Almost all of our respondents said that they routinely held discussions about DNACPR orders with their patient or the patient's family. However many respondents suggested that these conversations are, to varying extents, ‘superficial’ and most often result in patients doing what their doctors have recommended to them. Although discussing CPR at all represents a huge cultural shift,11, 38 there is still scope for significant improvement: we should be evaluating ways to engage with individuals to think about what treatments they might want before they become ill. Contextualising CPR decisions within overall goals of care has been helpful in achieving this in both the US and the UK.

Limitations of the study

By searching for physicians who had previously published material on end-of-life care, only people who held a specific interest in this field were surveyed. Although some respondents intimated that some of their national colleagues were less appreciative of the utility of a DNACPR order, responses are still likely to reflect ‘best’ practice that occurs within the country. This may be compounded by respondents reporting different practice than that which actually occurs; DNACPR use in Italy and Spain, for example, is likely to be more widespread than international questionnaires suggest. The response rate of 44% introduces further potential bias, as does the fact that 22% of responders did not complete every question. The greatest number of respondents from one particular country was six from the USA. For the majority of countries sampled, only one or two respondents were obtained. The responses are therefore not representative of national perceptions and use of DNACPR decisions. Heterogenic responses from Brazil and India highlighted this concern; the large geographical span and the great disparity in healthcare accessibility between the richest and poorest inhabitants of these two nations may have contributed.

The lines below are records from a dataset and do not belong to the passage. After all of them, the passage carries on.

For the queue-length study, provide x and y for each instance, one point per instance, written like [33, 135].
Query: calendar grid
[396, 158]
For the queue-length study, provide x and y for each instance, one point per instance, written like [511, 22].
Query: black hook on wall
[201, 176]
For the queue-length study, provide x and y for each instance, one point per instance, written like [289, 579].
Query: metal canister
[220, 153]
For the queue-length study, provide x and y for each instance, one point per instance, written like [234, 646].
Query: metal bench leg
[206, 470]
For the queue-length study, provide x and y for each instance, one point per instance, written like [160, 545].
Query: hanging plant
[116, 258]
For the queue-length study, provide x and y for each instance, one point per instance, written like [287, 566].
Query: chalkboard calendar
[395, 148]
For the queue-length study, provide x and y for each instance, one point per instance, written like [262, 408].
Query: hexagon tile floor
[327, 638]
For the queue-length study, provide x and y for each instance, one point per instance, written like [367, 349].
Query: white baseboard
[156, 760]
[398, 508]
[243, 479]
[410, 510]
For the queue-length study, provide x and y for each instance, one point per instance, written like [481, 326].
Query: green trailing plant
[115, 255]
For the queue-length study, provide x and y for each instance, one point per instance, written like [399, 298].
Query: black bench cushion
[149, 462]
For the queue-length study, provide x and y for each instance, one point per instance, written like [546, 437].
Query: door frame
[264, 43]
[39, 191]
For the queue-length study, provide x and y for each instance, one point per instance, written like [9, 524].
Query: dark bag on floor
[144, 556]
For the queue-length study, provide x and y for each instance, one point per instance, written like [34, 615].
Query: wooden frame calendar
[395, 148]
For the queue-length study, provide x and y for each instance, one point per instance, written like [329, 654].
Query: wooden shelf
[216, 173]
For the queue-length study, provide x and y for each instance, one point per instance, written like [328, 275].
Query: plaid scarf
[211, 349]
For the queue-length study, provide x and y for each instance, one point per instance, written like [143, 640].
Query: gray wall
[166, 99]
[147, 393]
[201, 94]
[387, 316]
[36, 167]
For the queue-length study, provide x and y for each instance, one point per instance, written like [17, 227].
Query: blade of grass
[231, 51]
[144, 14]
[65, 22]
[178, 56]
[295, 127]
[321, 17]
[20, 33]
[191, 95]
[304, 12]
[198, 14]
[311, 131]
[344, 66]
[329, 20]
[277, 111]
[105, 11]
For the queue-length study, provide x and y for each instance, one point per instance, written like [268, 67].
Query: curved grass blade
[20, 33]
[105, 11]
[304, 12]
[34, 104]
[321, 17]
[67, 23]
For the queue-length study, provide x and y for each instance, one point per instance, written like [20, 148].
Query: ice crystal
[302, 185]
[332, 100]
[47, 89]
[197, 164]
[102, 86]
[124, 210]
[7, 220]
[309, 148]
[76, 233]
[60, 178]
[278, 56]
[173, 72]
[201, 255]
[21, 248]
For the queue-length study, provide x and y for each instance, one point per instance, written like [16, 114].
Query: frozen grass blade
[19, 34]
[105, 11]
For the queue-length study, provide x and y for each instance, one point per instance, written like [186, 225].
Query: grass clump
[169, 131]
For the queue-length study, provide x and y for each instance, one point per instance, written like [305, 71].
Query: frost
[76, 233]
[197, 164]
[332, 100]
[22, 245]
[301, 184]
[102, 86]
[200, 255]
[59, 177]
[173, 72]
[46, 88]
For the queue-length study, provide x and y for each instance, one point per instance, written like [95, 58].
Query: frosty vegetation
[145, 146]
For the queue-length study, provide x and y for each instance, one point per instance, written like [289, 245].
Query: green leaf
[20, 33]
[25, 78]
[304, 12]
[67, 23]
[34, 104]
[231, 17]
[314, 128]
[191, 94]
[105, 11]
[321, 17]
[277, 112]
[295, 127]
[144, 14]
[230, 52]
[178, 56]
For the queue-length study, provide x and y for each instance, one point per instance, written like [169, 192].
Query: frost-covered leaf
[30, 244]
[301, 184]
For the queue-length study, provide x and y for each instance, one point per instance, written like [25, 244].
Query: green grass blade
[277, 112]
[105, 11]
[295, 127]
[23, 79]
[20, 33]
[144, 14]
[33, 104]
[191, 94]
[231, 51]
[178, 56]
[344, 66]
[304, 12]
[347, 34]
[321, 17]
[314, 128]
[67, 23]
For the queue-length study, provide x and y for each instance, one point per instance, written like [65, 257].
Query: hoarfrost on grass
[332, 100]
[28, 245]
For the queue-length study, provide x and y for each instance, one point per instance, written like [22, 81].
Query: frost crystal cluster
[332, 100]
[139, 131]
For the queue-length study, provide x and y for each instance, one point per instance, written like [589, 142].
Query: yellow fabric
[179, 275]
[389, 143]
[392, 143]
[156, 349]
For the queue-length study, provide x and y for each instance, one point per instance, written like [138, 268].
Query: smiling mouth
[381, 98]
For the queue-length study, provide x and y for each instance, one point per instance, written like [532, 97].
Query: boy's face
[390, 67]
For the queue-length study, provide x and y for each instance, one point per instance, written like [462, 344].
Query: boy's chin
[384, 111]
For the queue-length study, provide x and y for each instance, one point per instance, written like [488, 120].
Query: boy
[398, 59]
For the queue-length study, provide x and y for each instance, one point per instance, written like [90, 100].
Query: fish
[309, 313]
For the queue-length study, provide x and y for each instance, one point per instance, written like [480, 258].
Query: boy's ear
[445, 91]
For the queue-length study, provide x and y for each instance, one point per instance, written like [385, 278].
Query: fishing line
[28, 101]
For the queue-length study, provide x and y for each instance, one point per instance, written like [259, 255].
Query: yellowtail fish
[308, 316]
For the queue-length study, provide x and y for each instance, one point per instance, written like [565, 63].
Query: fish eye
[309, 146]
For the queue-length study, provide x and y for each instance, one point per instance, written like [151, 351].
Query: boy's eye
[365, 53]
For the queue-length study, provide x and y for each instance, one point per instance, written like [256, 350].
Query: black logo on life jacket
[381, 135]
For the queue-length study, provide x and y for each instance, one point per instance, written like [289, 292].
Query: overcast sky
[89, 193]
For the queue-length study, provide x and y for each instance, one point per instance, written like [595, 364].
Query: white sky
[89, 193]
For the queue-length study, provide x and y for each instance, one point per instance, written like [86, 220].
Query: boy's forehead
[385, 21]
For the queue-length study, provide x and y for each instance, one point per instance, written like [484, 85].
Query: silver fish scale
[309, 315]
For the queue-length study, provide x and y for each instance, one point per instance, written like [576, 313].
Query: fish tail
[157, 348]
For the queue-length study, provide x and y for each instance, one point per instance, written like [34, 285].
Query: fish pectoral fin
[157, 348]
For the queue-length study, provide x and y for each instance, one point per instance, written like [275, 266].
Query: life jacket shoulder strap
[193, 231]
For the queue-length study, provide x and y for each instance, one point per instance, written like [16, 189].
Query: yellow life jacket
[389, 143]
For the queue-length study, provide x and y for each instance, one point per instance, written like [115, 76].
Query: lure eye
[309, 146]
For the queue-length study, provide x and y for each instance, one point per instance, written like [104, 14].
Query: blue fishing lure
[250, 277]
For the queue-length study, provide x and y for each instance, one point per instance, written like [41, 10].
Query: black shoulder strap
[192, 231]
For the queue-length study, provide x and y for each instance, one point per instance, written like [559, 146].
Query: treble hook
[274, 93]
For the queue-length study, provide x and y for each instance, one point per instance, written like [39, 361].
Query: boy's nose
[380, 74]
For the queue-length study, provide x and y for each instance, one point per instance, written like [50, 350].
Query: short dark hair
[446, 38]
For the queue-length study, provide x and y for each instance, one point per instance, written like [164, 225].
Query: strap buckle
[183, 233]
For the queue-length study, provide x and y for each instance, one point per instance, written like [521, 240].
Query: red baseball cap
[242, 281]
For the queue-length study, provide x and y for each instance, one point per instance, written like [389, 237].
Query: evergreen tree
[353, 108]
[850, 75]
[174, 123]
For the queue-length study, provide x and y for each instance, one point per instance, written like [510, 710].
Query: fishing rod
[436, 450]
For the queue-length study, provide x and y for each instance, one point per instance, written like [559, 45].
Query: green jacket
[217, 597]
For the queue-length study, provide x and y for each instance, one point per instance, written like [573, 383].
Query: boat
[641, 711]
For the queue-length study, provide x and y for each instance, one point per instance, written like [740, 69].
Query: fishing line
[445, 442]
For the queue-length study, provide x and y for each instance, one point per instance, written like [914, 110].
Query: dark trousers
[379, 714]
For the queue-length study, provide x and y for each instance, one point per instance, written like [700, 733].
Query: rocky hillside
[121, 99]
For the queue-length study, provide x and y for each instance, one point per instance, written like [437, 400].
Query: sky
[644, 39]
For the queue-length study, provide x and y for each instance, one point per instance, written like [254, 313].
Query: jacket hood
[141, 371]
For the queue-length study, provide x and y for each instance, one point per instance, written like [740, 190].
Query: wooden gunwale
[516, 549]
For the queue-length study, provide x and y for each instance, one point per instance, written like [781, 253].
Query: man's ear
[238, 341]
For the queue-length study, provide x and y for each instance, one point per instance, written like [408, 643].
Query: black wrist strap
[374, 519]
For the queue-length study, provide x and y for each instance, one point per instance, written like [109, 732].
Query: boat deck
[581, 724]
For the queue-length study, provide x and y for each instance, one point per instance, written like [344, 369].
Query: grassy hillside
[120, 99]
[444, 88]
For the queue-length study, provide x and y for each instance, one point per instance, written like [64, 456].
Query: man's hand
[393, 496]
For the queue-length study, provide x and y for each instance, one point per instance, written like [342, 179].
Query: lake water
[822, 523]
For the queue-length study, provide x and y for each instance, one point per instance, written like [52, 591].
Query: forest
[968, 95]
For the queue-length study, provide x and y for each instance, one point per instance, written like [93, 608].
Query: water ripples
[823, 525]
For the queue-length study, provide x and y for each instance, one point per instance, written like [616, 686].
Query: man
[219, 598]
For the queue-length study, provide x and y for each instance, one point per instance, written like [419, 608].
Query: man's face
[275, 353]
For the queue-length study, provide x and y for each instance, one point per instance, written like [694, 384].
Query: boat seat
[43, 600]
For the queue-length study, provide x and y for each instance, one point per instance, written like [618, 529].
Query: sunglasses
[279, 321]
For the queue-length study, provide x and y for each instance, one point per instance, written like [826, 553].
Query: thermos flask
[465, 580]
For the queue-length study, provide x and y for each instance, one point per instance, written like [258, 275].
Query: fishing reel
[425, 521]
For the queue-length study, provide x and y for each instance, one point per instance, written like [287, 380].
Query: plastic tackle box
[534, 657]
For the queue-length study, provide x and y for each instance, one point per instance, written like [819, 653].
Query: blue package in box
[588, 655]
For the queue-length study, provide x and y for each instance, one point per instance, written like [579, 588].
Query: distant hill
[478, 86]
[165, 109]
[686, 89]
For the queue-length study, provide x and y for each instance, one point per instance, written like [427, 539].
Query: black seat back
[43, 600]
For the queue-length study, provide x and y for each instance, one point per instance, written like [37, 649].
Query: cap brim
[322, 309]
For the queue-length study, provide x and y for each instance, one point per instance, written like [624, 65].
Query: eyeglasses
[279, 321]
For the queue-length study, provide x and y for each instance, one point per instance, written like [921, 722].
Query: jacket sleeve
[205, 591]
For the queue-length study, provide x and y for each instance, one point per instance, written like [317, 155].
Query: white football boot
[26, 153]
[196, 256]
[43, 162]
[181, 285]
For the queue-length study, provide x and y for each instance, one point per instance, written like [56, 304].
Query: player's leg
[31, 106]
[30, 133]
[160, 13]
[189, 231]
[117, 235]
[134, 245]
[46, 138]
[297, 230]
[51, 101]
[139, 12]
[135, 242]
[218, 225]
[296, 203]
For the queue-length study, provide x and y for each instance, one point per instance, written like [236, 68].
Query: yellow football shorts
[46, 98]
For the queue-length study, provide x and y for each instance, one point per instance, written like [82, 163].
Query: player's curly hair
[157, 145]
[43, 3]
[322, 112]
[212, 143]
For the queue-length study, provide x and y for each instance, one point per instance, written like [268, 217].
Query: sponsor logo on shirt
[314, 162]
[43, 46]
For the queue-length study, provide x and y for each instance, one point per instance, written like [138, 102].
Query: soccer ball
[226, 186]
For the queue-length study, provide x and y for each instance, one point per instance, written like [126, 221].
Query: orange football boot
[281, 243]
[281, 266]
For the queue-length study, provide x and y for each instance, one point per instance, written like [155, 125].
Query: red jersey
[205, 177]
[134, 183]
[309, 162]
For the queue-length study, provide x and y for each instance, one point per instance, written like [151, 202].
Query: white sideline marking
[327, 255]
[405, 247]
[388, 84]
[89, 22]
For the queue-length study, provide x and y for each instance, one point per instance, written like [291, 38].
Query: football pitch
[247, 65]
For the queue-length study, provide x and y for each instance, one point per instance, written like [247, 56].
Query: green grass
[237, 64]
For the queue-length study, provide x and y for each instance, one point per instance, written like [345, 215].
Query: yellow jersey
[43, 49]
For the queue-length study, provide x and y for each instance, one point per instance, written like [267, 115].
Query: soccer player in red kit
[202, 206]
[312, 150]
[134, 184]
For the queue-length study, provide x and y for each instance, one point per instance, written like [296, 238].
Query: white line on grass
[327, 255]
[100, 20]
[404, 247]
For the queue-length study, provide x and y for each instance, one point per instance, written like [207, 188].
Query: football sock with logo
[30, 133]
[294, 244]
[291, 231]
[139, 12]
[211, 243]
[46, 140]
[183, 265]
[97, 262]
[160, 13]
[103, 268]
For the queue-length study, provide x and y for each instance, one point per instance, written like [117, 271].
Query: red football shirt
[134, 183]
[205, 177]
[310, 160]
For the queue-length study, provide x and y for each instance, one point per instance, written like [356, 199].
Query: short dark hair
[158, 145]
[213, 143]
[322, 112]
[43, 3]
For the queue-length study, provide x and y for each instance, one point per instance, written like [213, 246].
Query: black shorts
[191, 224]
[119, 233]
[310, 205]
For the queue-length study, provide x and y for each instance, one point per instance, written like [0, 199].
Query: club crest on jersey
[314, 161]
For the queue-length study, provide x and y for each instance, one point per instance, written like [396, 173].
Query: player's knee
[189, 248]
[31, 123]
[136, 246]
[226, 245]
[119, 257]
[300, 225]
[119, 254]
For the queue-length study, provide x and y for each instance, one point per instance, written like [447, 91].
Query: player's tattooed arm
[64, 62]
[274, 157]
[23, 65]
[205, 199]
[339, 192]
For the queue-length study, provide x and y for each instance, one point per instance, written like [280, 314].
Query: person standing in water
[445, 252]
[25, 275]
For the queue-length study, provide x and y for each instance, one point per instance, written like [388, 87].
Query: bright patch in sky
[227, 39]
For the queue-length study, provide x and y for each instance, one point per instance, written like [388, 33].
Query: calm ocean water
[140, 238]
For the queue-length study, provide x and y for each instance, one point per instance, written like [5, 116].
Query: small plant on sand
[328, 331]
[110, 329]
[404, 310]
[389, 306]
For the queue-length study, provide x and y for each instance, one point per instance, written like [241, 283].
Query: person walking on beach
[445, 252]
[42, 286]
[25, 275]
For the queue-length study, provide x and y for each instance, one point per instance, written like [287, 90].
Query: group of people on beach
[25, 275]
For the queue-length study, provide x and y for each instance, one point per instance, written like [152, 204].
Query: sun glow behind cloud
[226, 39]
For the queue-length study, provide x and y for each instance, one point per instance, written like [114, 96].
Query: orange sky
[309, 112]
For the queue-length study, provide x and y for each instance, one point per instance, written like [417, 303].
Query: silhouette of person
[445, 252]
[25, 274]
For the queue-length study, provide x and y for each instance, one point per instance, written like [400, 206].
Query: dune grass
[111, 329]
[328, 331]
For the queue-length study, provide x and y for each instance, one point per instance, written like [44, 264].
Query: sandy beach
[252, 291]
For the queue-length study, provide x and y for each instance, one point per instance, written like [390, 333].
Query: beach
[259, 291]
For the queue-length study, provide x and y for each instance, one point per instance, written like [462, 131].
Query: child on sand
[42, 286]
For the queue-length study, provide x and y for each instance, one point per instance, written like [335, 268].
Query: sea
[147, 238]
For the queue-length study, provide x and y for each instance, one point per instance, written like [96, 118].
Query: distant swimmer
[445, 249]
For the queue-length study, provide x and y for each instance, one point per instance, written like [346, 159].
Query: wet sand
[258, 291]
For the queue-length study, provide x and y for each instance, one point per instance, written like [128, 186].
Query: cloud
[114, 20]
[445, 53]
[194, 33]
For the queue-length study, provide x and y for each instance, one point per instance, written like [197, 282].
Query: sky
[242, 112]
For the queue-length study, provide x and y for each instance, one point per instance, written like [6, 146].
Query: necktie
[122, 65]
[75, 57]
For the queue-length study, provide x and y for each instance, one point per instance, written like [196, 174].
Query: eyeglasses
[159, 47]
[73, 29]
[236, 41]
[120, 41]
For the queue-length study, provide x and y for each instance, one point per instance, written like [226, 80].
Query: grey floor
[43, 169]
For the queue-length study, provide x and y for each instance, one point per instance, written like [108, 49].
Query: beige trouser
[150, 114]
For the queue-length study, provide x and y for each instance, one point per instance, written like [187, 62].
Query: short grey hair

There were also regional disparities in DNACPR implementation in developed countries. A full international evaluation would require sampling from multiple clinicians from different healthcare settings, and translation of all available national policy guidance and documents. We believe that this would be a worthwhile endeavour, to help us learn from each other, and to understand more about the shifting populations which we all live among.

Conclusion

This was an exploratory study demonstrating the heterogeneity of approaches to CPR decisions and the influence of societal and cultural factors. The challenges clinicians face when making CPR decisions are universal. Medical education must equip doctors for these decisions and discussions; policy makers can positively influence the debate.

Conflict of interest statement

The authors have no conflicts of interest. The authors alone are responsible for the content and writing of the paper.